EM Capitulation Was A Foreseeable Investor Error

Last spring we wrote a lot about the history of Emerging Market (EM) overperformance. That historically it tends to overperform developed markets; that it does not always overperform; the conditions under which it does overperform.
First, the tendency towards overperformance:

This chart shows periods when being a Developed Market (DM) positively correlated with performance in green. The red represents times when development status (i.e. being DM as opposed to EM) negatively correlated with performance. In short, the times the bar is green is when DM tended to do better than EM, and the times the bar is red is when DM tended to do worse than EM. There's more red than green, meaning most of the time, EM tended to do better.
But EM does not reliably overperform -- note that in the final four periods above, the correlation between being DM and performance was positive. This was a poor environment for EM in general.
Are there certain conditions which tend to precede or accompany EM overperformance? Yes, there are, and we discussed them in the briefing last year.
One important precondition is that EM tends to bounce back better after a global crash.
The top line bar chart shows overall performance of an equal weighted portfolio of national stock markets. It's a broad measure of global stock performance spread equally around the world. The bottom line bar chart shows EM overperformance compared to DM. Green bars are times when EM did better, and red when it did worse. You can see that EM was significantly more likely to outperform DM in periods after a global bear market. Note this visually by looking at the diagonal arrows.
We saw large global market sell-offs early in 2020 which implies that, if the historic pattern held, overperformance of EM was likely to follow. We will see below that EM did in fact overperform in coming out of this global crash.

The other conditions that we looked at in regards to conditions favoring EM are U.S. central bank interest rate policy.
The data showed clearly that there was a very noticeable pattern which favored EM when the U.S. was not engaging in substantial rate hikes. Since rates were unlikely to be hiked as per very clear declarations from Fed Chairman Jerome Powell...

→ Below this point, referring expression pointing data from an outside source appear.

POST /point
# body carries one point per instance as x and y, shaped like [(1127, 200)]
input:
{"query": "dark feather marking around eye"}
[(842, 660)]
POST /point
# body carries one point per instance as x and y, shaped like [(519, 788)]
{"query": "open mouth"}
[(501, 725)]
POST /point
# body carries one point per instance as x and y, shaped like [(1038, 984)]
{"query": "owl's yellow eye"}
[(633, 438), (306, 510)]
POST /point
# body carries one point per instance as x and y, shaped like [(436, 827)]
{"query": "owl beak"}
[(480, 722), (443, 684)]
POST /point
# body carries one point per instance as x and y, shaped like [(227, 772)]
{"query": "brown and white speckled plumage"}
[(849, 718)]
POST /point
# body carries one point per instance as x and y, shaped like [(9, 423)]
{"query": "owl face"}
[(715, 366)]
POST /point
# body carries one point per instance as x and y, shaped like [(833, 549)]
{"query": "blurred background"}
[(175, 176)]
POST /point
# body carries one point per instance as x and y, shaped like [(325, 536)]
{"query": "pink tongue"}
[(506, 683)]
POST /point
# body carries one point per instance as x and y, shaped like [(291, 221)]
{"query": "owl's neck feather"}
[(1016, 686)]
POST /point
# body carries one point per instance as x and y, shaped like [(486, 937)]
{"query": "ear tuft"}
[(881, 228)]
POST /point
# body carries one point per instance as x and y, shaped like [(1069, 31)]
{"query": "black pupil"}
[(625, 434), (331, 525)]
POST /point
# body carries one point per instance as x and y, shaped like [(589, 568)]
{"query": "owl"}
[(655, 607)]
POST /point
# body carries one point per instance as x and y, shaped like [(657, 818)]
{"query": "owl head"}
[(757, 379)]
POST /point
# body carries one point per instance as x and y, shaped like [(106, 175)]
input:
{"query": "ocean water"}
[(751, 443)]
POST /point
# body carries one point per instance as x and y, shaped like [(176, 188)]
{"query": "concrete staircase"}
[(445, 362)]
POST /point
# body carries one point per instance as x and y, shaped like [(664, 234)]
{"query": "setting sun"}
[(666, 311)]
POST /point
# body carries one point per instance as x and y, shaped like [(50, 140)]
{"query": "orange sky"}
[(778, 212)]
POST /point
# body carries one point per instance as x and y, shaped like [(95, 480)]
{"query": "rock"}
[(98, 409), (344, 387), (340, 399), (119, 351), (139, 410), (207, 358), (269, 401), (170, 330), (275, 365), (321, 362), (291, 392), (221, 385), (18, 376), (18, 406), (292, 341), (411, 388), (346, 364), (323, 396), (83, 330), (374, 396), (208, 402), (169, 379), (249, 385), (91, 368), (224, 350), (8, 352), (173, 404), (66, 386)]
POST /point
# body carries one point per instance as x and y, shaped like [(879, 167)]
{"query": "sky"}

... then likely the interest rate outlook also favored EM.
What this suggested was a second factor favoring a recovery that favored Emerging Markets. Here's what happened in the last quarter:

Clearly, this data sets shows overperformance of EM compared to DM. Latin America particularly performed well.
Portfolios that capitulated on EM and shifted to DM early in 2020 faced significant headwinds when it comes to performance issues.